I mentioned (in previous mail) the use of historical atrocities as
legitimisers, in political argument. Because WWW includes a large number
of texts, it is possible to make frequency assessments, and this can be
done with a high-reach search engine. They are indicative only: a
complete assessment would require that each text was analysed.

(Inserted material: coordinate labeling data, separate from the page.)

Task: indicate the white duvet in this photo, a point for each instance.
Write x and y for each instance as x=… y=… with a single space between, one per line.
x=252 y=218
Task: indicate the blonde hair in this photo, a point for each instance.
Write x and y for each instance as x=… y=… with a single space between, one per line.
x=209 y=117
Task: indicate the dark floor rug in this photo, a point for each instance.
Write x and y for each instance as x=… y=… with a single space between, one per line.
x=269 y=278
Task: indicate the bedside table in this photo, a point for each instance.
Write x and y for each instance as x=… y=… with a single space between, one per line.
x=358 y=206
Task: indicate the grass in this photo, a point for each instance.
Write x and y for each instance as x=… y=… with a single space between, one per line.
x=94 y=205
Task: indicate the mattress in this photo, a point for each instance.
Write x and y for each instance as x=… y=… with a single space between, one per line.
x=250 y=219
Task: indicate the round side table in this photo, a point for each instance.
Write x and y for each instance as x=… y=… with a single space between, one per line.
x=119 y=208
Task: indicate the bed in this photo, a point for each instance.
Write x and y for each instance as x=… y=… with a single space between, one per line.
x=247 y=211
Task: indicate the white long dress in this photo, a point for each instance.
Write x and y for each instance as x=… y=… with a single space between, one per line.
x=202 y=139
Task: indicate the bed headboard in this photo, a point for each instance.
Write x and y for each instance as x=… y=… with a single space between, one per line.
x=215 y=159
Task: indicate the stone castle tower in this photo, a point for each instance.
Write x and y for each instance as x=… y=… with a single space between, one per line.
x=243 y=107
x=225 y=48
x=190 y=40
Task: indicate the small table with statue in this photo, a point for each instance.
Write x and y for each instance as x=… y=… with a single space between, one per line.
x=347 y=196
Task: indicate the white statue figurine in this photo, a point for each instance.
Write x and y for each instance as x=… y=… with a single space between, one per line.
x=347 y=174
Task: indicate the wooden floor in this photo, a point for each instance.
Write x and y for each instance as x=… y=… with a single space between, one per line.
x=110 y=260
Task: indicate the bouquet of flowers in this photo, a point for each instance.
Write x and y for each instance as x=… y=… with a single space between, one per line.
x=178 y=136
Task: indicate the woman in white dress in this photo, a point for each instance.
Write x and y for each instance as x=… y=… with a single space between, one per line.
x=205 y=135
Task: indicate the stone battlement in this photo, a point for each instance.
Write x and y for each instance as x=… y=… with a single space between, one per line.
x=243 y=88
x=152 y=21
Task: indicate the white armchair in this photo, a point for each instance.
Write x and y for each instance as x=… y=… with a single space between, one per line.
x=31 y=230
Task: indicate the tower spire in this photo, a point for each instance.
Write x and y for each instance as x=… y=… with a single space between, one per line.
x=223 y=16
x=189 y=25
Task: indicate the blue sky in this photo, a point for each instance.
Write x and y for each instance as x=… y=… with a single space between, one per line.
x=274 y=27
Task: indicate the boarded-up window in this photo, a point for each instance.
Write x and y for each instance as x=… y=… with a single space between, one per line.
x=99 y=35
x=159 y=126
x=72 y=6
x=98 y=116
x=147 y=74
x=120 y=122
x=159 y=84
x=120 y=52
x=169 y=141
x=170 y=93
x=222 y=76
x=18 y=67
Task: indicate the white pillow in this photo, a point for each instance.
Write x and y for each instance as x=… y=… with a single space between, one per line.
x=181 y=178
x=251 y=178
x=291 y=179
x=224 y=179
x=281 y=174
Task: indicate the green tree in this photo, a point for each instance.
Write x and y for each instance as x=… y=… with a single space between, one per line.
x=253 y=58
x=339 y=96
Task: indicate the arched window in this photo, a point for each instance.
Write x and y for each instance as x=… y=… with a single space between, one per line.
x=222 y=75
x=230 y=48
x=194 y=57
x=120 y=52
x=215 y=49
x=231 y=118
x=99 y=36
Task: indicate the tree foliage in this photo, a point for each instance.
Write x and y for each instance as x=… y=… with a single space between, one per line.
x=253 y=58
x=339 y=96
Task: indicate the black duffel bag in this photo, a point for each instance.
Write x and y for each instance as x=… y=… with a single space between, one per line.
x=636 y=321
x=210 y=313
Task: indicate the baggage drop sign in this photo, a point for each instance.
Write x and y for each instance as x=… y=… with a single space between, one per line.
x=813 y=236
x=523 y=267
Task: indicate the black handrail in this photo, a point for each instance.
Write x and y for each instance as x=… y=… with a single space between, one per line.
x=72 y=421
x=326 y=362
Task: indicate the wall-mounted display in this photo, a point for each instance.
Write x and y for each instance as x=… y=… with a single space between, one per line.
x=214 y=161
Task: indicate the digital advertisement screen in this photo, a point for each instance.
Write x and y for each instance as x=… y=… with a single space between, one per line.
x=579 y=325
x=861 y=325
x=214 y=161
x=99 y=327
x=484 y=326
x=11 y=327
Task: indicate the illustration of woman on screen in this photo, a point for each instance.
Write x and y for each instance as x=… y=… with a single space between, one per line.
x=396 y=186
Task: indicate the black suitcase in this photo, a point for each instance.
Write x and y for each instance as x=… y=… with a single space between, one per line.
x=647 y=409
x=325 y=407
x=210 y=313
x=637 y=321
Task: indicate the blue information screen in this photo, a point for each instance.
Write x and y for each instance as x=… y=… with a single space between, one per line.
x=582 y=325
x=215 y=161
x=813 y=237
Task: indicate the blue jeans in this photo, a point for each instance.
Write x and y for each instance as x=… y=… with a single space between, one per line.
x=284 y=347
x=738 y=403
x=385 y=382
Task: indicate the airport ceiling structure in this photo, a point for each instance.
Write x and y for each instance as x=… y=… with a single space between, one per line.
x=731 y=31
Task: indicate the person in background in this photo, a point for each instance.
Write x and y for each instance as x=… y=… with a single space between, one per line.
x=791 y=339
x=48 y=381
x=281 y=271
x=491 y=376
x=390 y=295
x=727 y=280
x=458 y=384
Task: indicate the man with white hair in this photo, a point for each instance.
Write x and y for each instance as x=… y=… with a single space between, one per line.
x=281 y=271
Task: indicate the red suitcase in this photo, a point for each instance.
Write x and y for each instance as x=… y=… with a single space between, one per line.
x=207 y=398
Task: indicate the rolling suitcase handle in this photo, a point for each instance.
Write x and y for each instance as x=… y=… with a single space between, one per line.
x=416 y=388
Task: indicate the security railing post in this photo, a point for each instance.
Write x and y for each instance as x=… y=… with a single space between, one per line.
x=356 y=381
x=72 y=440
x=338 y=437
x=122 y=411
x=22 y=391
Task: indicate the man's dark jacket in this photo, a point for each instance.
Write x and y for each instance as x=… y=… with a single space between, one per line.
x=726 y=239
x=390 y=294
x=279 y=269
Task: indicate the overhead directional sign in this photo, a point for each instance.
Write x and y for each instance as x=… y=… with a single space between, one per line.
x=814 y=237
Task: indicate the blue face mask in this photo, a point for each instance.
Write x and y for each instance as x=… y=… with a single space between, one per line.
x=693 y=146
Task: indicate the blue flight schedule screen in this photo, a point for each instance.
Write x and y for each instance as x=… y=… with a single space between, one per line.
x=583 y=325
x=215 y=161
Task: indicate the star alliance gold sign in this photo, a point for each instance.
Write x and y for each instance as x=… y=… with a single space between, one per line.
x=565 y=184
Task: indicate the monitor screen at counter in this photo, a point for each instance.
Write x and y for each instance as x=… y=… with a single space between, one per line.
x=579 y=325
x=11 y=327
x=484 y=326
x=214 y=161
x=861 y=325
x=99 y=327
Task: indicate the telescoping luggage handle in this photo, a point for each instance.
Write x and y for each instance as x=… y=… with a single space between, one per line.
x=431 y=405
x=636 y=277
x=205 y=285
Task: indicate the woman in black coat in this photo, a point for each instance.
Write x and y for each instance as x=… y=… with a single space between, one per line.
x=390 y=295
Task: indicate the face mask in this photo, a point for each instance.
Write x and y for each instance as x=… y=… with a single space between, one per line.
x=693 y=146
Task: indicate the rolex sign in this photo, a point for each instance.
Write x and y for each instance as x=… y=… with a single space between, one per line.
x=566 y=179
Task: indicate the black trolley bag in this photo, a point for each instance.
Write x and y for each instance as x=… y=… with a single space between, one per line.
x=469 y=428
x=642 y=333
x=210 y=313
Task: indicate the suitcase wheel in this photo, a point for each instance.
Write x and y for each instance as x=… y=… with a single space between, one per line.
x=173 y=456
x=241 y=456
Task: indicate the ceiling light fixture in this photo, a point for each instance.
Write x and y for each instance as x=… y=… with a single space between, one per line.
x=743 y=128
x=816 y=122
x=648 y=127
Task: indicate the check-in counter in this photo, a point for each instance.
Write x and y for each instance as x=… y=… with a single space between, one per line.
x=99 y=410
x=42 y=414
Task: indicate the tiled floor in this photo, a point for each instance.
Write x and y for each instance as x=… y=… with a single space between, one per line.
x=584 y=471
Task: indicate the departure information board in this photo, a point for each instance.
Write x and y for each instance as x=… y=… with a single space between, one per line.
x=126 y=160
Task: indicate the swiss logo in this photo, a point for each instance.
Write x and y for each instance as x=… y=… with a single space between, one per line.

I used Alta Vista, because it gives counts for Boolean expressions. I
searched for the frequency of the combination Milosevic with Hitler.
This is given as a ratio of the count for Milosevic alone. To assess
whether this is specifically related to Milosevic, I did the same for
the Irish Prime minister Bertie Ahern. Note that many documents from the
last few days are not yet in the index.

The frequencies of the combinations are surprisingly low. "Milosevic
NEAR Hitler" gives only 83 pages: that is 1 in 388 of all pages with the
name Milosevic. Milosevic is NEAR Stalin, in only 1 in 1149 of the
pages: NEAR Pol Pot, in only 1 in 1787. Bertie Ahern scores zero: his
name is never near any of these three.

With the Boolean operator AND, all pages are included which include the
name Milosevic with another name. The frequencies are still low. One
time in every 49 pages Milosevic is named together with Hitler. But even
Bertie Ahern appears with Hitler in 1 in 126 pages. Milosevic and Stalin
are together, in 1 page in 94. Milosevic and Pol Pot, 1 in 290. For some
reason Bertie Ahern is named more often together with Pol Pot, once in
189 pages.

But the general pattern  is clear. Milosevic is linked in texts to
symbols of historical atrocity, more often than a "neutral" western head
of government. However the difference is less than you might expect,
only 2 to 3 times more often. Also the symbols have an internal order:
first Hitler, then Stalin, then Pol Pot. I have used a very simple
search. It is possible to automate this type of count. However, I think
the general pattern will be the same, certainly in the sequence of the
symbols. As I indicated in previous mail, negative legitimisers are
culturally determined. Culturally memory is ultra-selective.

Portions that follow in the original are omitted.